Stationed at the Technology & Protest Conference at the Technical University, Berlin & again at West Space gallery in Melbourne - I provided participants with the opportunity to make their personal Sound Selfie. Looking into the camera on my laptop, facial recognition algorithms detected and analysed conference / gallery attendees’ faces, and the individual facial data generated sound. Exploring modes of participatory surveillance as well as making a parallel action to the usual chain of events for the Selfie, the Sound Selfies were instantly uploaded and archived to a Facebook page.
Investigating how the surveillance of identity can lead to a biological reductionism, I programmed a basic form of digital synthesis (FM synthesis) to emphasise the reductive process of digitally encoding the face into a few basic measurements. By taking measurements at regular intervals and storing them as numbers, digital (binary) encodes by marking thresholds of absolute distinction. The gap between two thresholds is a range of quality, but digitisation imposes a uniform value on this range thereby erasing difference. Digital excludes excess, singularity and uniqueness in favour of static fixed forms.

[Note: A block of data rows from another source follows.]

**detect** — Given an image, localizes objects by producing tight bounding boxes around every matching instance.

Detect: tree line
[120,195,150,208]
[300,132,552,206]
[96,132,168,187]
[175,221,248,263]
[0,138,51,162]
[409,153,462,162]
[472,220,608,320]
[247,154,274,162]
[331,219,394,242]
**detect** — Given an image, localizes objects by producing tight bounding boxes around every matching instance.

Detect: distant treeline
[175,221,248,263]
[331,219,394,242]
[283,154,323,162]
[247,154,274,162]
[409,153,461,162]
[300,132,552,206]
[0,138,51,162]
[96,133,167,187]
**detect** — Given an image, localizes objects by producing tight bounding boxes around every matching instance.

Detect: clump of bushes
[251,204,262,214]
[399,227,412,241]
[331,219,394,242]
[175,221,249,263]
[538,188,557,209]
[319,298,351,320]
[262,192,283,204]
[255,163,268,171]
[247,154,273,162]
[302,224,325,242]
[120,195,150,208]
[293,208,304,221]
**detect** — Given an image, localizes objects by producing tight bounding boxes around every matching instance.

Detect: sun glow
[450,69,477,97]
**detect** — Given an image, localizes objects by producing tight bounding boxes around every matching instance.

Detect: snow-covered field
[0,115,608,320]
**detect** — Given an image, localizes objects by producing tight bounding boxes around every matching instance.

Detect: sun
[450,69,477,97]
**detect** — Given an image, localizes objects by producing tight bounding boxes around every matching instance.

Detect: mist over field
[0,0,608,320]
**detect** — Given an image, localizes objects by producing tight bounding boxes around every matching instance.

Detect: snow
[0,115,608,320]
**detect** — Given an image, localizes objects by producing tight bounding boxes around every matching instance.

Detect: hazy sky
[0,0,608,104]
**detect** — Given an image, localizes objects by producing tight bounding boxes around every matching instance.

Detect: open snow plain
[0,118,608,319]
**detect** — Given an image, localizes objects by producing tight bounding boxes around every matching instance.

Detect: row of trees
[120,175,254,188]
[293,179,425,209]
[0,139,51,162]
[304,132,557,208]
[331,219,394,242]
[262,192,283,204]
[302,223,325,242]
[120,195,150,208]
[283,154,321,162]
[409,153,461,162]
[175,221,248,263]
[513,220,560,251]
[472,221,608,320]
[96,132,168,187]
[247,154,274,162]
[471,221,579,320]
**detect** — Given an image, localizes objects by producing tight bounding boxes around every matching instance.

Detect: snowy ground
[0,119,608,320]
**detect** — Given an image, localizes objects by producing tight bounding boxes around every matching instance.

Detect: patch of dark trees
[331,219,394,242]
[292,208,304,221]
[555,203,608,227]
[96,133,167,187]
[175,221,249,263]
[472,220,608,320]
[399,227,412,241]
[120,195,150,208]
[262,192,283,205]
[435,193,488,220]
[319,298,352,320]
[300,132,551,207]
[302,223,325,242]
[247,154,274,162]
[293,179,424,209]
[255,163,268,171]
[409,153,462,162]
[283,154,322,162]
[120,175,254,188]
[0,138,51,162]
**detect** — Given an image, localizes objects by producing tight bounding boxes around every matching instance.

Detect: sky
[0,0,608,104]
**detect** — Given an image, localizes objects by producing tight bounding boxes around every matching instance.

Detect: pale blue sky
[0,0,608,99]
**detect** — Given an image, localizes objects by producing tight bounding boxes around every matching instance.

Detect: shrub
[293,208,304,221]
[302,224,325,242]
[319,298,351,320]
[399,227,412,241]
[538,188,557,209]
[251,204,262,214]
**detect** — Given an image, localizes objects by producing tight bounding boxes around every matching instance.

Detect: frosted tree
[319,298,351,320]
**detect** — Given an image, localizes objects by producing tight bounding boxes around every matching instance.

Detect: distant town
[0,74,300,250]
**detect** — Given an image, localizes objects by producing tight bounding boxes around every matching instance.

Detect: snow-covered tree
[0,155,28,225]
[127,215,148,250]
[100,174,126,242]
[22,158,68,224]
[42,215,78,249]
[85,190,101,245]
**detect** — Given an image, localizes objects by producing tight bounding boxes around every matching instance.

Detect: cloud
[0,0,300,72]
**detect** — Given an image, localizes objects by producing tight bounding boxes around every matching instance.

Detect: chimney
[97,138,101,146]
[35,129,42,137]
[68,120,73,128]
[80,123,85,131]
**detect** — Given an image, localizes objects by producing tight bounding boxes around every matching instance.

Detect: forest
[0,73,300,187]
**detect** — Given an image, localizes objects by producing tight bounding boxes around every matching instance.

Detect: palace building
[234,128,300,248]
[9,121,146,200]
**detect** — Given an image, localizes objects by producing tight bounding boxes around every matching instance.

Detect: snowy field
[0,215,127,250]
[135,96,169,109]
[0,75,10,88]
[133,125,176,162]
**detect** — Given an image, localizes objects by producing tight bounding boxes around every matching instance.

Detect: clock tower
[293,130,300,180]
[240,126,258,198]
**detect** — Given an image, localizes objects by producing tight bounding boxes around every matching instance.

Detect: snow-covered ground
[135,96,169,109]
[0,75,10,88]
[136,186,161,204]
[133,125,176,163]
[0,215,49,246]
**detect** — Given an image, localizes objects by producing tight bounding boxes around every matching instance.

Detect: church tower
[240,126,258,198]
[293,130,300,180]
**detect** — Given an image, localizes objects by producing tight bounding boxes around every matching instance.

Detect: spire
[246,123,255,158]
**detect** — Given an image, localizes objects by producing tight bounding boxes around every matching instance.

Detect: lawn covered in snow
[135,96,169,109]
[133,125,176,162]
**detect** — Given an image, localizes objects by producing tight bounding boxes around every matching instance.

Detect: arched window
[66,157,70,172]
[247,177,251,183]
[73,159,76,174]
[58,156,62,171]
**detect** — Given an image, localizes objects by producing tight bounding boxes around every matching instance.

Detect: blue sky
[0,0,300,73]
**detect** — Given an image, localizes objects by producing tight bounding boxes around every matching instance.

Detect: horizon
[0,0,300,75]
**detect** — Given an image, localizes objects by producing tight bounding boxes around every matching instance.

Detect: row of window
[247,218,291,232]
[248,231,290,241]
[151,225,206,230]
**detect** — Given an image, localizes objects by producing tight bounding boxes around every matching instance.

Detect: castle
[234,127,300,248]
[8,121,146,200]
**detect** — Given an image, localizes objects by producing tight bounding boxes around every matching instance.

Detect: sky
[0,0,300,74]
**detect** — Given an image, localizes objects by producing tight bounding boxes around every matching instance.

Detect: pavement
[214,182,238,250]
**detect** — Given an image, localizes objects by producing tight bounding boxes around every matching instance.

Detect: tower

I’m interested in what this means when our identities, choices, and personalities are transformed into streams of data under the algorithmic gaze.
*Facial recognition technologies (FRT) use mathematical algorithms to create a digital template of a person’s face. FRT when employed as a surveillance technology requires no involvement from the person that is being surveyed or incidentally captured by camera. Unlike other biometrics FRT can operate anonymously in the background. People do not need to surrender their face image as they would their fingerprint or their iris scan. A face can be captured and (de)coded without the person’s consent or active participation. FRT is therefore considered to be a ‘silent technology’.